八、從而,上訴人依侵權行為法律關係,請求華科公司、張芳瑜、江倞儒連帶給付650 萬元,及自起訴狀繕本送達翌日起至清償日止,按年息5%計算之利息,另依票據法規定,請求華科公司、江欣怡、張芳瑜連帶給付285 萬元,及自起訴狀繕本送達翌日起至清償日止,按年息6%計算之利息,均無理由,不應准許。原審駁回上訴人之訴及假執行之聲請,核無違誤,上訴意旨指摘原判決不當,求予廢棄改判,為無理由,應予駁回。其於本院追加之訴部分亦無理由,應併予駁回。又上訴人於本院變更訴訟標的,依票據法第62條、第96條第1、2項及第133 條規定,請求華科公司、江欣怡、張芳瑜連帶給付997,500 元,及自起訴狀繕本送達翌日起至清償日止,按年息6%計算之利息,亦非有理,應予駁回。

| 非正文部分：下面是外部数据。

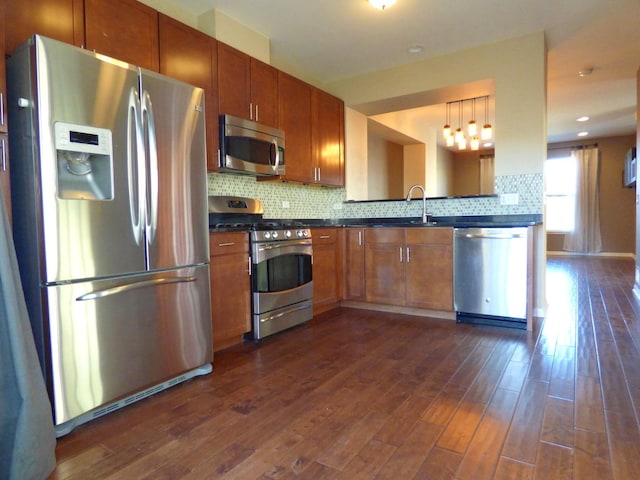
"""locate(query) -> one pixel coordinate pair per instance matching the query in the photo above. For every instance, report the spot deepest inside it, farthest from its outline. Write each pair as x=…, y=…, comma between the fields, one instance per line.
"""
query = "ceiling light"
x=382, y=4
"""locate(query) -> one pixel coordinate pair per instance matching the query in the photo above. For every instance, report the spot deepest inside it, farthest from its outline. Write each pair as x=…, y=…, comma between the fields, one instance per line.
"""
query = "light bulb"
x=472, y=128
x=487, y=132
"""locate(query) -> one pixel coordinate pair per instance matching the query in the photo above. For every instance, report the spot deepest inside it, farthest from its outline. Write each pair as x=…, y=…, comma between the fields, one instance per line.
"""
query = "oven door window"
x=282, y=273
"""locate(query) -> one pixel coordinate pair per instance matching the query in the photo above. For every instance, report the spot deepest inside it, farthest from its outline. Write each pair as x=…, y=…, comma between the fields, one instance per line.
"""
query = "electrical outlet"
x=509, y=199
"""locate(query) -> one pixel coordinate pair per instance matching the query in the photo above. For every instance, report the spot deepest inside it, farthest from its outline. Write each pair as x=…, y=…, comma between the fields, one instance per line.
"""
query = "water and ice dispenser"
x=84, y=162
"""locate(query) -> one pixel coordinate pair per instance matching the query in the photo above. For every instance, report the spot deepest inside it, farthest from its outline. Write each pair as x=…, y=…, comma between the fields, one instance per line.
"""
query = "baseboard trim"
x=599, y=254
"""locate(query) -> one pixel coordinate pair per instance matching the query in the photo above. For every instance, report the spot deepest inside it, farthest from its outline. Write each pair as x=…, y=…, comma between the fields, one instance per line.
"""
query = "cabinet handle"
x=3, y=160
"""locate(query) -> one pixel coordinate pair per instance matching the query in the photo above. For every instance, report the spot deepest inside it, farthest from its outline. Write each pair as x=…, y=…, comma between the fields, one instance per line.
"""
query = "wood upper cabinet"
x=192, y=57
x=247, y=87
x=354, y=271
x=230, y=308
x=123, y=29
x=5, y=181
x=385, y=266
x=3, y=75
x=410, y=267
x=58, y=19
x=327, y=274
x=313, y=122
x=294, y=97
x=328, y=138
x=429, y=268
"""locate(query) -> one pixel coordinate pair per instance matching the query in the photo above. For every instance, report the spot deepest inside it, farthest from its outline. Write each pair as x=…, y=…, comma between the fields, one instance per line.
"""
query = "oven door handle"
x=264, y=252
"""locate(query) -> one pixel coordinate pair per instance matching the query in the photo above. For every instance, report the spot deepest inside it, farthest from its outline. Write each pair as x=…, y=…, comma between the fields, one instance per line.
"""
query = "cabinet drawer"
x=437, y=235
x=384, y=235
x=324, y=236
x=225, y=243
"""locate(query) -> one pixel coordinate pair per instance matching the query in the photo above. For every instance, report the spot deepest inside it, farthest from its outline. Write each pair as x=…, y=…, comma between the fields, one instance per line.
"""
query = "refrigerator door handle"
x=133, y=286
x=135, y=152
x=152, y=163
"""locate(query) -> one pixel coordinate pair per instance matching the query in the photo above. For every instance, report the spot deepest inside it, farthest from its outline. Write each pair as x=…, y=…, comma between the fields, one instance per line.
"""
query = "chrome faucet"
x=425, y=216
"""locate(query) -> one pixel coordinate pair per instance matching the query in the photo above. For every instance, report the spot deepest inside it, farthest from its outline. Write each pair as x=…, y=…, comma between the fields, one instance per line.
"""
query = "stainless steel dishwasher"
x=490, y=276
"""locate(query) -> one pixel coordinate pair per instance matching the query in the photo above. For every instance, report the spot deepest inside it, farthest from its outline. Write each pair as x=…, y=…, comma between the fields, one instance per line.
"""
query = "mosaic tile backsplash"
x=319, y=202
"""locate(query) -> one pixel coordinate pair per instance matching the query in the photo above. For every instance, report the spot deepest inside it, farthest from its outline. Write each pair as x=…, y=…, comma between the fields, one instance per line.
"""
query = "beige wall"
x=617, y=203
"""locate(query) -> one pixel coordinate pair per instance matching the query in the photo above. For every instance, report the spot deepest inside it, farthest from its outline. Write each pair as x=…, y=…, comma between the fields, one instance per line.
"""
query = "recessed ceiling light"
x=382, y=4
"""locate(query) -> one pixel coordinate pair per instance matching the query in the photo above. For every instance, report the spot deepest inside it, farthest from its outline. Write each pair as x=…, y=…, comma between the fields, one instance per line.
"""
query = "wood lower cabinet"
x=410, y=267
x=191, y=56
x=327, y=260
x=58, y=19
x=230, y=288
x=123, y=29
x=429, y=268
x=354, y=271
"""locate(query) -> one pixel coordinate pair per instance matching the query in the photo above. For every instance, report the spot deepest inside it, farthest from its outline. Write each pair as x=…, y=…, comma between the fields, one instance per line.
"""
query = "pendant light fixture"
x=487, y=131
x=473, y=135
x=472, y=127
x=382, y=4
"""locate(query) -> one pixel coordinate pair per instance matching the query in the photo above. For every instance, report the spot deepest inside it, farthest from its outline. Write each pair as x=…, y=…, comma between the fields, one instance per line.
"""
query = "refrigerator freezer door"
x=111, y=338
x=86, y=238
x=177, y=212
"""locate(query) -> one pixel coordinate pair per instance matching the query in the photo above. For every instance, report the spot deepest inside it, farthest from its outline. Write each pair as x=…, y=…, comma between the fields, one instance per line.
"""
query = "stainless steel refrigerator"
x=109, y=196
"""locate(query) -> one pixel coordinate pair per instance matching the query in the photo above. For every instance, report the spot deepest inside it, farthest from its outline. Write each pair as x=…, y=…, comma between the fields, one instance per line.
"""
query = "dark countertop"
x=524, y=220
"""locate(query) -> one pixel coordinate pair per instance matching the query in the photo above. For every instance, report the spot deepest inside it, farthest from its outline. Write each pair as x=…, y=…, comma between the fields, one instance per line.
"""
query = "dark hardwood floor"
x=364, y=395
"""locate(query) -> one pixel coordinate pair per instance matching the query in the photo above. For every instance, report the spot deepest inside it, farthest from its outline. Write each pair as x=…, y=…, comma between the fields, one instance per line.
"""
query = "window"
x=560, y=176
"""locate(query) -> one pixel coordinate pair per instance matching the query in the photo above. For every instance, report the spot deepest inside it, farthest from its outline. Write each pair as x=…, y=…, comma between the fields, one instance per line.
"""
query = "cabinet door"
x=430, y=268
x=354, y=264
x=385, y=266
x=264, y=93
x=123, y=29
x=328, y=138
x=234, y=81
x=230, y=307
x=191, y=56
x=5, y=183
x=326, y=272
x=58, y=19
x=294, y=99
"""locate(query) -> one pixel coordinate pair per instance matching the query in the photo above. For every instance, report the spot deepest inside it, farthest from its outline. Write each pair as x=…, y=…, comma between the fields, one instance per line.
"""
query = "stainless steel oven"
x=282, y=280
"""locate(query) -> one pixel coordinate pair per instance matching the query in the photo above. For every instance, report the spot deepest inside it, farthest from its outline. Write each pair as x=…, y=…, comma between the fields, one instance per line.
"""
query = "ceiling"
x=329, y=40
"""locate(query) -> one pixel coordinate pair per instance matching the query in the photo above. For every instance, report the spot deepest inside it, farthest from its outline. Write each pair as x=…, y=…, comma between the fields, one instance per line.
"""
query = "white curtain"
x=586, y=236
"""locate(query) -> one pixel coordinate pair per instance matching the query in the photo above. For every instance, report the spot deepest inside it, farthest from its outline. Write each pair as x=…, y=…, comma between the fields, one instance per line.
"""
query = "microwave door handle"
x=152, y=165
x=135, y=152
x=277, y=154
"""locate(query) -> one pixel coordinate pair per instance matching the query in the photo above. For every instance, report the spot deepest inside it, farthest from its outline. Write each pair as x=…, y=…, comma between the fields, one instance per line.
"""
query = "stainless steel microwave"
x=250, y=148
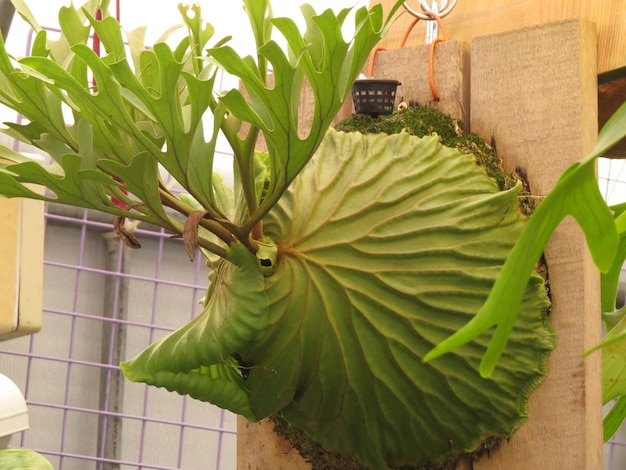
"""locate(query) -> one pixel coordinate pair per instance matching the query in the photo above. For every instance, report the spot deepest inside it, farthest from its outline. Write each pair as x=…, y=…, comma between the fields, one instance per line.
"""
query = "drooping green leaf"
x=577, y=194
x=197, y=359
x=614, y=418
x=386, y=245
x=609, y=281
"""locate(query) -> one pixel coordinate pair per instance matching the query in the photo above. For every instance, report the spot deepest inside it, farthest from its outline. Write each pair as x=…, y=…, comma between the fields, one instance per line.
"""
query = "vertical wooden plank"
x=534, y=94
x=470, y=19
x=409, y=65
x=21, y=276
x=9, y=274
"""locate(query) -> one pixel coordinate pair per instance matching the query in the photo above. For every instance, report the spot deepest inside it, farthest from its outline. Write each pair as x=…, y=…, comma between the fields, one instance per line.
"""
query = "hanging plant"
x=340, y=262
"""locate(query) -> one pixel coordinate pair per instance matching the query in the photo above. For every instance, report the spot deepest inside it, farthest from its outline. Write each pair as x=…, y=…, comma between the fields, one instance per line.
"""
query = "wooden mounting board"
x=470, y=19
x=538, y=101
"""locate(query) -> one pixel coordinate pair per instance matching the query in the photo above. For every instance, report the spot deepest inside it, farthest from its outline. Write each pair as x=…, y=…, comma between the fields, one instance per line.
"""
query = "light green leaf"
x=388, y=245
x=577, y=194
x=614, y=418
x=197, y=359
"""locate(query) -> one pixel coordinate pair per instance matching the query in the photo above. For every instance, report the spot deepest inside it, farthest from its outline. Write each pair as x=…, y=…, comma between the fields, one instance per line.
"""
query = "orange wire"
x=431, y=51
x=431, y=54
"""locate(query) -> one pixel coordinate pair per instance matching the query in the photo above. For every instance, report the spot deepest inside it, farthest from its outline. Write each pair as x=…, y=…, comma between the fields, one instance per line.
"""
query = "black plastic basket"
x=374, y=96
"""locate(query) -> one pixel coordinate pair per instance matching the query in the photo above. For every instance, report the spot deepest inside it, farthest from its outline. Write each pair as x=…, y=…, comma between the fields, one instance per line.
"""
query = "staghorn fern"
x=334, y=275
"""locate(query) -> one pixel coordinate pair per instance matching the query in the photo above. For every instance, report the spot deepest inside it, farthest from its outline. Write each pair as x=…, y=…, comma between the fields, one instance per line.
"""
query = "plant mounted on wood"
x=338, y=261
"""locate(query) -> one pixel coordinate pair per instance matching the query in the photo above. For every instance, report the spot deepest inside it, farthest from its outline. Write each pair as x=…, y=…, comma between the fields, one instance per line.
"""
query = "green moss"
x=322, y=459
x=419, y=121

九、本件判決事證基礎已臻明確,兩造其餘攻防方法及所援用之證據,經斟酌後核已與判決結果不生影響,無再予一一論斷之必要,附此敘明。
十、據上論結,本件上訴、追加及變更之訴均無理由,爰判決如主文。
民事第二十二庭
附註:民事訴訟法第466條之1(第1項、第2項):對於第二審判決上訴,上訴人應委任律師為訴訟代理人。但上訴人或其法定代理人具有律師資格者,不在此限。
上訴人之配偶、三親等內之血親、二親等內之姻親,或上訴人為法人、中央或地方機關時,其所屬專任人員具有律師資格並經法院認為適當者,亦得為第三審訴訟代理人。